A Escolinha Maria Felipa, de Salvador, publicou nas redes sociais o trecho de uma conversa entre a instituição de ensino e outra pessoa não identificada. No diálogo, a Escolinha Maria Felipa é questionada sobre ter um  homem trans professor e a resposta repercutiu nas redes sociais. “Vocês têm um professor trans na escola, né?”, pergunta a pessoa Após a confirmação da escola, dizendo que o educador é um “excelente profissional”, o interlocutor segue com outra pergunta. “Não que eu concorde, mas você não acha que isso pode ter diminuído o número de matrículas de vocês?”, pergunta.

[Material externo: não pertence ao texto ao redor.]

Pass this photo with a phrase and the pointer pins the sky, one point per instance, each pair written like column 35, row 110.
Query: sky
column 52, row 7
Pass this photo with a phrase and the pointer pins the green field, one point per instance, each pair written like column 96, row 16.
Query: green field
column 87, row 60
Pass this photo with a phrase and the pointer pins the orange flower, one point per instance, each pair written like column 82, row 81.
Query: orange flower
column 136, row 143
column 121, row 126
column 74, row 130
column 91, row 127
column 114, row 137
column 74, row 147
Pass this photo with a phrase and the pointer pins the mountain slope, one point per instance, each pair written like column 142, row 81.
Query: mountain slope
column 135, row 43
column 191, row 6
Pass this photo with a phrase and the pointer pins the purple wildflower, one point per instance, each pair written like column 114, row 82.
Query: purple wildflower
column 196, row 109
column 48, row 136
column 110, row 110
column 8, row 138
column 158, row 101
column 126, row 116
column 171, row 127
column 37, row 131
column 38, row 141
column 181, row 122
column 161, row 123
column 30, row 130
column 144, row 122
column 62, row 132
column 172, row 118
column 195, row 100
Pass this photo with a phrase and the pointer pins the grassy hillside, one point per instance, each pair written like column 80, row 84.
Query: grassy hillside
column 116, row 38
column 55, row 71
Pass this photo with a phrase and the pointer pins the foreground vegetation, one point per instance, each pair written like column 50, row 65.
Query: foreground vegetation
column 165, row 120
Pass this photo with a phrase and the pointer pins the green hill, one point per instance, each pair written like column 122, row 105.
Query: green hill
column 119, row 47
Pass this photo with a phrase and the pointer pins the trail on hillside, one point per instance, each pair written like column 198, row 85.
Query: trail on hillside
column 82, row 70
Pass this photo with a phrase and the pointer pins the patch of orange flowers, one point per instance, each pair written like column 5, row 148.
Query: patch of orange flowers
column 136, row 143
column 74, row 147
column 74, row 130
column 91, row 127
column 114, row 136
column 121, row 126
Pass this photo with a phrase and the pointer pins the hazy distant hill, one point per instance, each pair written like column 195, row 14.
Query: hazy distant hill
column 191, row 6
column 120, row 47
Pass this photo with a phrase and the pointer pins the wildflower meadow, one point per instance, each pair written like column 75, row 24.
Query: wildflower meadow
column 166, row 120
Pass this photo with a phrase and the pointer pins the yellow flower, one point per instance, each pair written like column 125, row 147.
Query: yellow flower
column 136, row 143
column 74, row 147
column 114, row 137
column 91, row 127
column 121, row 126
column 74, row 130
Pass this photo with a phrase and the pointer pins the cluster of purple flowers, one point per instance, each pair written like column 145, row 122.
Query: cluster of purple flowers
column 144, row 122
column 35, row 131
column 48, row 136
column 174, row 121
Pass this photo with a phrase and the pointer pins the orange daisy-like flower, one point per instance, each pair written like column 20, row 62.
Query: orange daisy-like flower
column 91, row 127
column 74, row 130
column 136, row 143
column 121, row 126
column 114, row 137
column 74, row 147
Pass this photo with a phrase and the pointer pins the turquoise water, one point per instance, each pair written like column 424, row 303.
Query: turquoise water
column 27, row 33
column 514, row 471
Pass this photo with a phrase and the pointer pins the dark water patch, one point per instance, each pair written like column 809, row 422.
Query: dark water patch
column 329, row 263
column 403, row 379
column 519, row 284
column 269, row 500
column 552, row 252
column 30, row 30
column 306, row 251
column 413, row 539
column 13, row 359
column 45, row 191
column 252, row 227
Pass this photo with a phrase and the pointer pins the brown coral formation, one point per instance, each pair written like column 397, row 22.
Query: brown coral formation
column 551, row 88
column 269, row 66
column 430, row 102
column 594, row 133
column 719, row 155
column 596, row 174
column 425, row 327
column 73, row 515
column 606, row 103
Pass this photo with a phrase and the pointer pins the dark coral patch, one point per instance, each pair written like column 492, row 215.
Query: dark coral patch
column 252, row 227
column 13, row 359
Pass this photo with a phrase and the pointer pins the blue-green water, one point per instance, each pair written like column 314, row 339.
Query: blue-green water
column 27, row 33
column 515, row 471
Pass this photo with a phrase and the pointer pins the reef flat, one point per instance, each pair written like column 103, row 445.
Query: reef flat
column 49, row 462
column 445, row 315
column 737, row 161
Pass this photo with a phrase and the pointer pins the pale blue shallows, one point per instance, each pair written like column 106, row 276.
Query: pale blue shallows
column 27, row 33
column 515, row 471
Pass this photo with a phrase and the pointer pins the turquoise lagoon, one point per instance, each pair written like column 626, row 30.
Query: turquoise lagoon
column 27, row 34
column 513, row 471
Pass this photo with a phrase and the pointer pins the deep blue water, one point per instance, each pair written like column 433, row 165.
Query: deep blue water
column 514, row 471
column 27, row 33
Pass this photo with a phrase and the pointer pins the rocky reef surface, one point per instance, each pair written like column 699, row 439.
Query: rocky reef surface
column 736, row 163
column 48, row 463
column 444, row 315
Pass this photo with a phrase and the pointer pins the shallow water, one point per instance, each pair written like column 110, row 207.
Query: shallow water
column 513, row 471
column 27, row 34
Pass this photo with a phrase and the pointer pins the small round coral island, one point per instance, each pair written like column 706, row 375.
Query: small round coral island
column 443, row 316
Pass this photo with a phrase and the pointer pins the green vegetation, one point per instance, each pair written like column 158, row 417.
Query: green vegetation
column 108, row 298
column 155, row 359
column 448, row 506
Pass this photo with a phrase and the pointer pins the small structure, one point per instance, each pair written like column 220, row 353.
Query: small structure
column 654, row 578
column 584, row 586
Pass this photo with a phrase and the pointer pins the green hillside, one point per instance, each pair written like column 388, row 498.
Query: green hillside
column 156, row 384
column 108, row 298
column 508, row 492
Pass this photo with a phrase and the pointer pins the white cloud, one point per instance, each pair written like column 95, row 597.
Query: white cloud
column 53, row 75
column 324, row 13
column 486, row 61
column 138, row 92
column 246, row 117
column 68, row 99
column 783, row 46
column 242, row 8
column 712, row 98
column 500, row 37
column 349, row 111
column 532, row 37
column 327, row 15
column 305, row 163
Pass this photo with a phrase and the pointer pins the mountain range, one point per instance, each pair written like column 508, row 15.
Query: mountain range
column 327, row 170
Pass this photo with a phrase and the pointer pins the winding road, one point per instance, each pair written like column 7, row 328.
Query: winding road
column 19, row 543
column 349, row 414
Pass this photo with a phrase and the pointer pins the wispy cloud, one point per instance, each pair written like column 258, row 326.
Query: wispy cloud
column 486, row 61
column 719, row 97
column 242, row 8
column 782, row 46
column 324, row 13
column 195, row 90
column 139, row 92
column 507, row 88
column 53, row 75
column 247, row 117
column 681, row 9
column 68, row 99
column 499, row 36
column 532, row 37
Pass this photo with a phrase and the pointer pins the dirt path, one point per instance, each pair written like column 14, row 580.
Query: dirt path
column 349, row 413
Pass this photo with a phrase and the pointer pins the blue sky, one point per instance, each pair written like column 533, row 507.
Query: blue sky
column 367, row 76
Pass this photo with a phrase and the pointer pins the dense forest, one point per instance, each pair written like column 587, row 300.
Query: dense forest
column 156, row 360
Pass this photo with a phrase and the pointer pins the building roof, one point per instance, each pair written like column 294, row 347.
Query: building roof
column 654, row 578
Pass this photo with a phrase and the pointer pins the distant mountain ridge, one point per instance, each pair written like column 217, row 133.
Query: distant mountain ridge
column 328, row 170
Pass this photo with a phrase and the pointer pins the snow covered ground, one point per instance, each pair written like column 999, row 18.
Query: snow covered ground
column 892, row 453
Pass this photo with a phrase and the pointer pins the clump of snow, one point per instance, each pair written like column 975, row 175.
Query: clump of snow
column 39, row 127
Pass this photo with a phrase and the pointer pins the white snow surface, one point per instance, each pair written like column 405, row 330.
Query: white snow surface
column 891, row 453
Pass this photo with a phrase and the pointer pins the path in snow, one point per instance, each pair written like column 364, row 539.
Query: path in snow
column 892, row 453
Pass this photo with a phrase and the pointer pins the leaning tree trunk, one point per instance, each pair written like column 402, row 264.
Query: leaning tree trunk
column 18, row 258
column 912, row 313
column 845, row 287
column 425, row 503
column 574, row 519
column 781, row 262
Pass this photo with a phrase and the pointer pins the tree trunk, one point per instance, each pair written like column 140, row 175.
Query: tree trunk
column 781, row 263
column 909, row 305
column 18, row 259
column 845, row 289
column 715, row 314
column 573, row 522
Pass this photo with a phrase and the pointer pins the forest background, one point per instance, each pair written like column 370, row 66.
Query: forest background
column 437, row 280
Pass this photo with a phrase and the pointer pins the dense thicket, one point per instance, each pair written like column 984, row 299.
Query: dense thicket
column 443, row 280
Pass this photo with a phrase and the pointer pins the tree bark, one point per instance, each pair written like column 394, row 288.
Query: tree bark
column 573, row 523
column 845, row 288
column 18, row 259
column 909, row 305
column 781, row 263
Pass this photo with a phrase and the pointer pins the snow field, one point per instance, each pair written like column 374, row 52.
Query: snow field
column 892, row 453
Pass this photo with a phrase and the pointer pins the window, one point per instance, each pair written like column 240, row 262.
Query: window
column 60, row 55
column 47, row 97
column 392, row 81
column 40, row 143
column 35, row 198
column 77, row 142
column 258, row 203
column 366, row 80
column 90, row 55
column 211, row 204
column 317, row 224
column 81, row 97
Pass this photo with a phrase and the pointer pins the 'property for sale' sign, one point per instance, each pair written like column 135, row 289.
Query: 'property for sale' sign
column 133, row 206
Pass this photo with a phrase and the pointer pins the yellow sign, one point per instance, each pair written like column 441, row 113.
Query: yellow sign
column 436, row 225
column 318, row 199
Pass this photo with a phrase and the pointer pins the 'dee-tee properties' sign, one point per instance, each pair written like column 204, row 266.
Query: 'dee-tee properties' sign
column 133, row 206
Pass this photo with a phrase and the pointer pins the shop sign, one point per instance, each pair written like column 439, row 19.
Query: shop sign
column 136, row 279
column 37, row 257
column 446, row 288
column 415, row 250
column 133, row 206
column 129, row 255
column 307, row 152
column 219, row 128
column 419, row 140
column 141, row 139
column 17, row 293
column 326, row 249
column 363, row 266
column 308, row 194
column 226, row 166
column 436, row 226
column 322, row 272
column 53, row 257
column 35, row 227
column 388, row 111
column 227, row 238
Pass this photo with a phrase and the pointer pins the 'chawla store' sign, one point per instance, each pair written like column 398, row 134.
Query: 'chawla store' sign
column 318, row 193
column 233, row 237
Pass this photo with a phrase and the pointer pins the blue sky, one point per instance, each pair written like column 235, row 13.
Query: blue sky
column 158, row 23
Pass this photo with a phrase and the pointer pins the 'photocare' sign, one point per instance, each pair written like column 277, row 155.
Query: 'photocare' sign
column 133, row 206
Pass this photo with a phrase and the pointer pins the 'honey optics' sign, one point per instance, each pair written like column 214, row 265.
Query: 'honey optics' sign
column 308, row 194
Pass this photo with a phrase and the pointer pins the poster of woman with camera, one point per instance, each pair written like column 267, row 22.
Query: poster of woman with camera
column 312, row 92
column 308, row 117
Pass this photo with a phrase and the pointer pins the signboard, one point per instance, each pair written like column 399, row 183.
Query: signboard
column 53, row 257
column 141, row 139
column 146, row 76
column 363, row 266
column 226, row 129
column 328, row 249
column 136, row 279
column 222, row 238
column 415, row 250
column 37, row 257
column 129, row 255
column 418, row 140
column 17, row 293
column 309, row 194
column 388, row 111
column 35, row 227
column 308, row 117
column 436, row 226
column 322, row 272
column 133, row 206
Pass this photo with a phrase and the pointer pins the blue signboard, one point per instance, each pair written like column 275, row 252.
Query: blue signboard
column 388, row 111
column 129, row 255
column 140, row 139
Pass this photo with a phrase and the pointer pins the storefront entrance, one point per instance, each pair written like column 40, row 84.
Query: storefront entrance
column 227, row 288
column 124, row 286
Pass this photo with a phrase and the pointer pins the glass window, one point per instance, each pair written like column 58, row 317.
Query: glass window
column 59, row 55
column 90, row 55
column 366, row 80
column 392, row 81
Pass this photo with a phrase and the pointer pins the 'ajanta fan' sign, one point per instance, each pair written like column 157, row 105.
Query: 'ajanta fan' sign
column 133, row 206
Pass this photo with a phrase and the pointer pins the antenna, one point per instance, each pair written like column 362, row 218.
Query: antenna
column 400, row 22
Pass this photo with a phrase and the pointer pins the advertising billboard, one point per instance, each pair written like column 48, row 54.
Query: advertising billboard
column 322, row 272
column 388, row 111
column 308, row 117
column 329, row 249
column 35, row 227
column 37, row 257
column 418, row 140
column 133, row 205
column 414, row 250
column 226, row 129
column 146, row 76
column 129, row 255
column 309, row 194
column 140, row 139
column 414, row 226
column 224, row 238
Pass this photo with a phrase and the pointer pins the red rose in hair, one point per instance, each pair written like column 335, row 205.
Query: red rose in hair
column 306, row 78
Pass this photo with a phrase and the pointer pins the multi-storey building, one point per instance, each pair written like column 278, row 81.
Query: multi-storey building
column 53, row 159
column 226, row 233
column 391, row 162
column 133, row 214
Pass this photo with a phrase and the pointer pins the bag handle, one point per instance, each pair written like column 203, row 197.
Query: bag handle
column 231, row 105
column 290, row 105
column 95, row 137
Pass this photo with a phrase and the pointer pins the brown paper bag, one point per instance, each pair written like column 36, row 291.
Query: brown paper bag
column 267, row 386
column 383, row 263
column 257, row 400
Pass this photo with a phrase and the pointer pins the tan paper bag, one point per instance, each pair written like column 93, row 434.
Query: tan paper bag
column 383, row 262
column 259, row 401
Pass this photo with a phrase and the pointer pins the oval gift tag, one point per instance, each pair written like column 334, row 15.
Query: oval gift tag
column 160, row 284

A resposta da escola, depois de publicada nas redes sociais, chamou atenção: “Quem acha que uma pessoa trans, apenas por ser trans, não pode educar seu filho não merece a nossa escola”. O professor trans contratado pela escola é Bruno Santana, primeira pessoa trans formada em Educação Física pela Universidade Estadual de Feira de Santana (Uefs). Ele também é segundo homem trans a assessorar um parlamentar da Câmara Municipal de Salvador nos 470 anos de fundação da casa.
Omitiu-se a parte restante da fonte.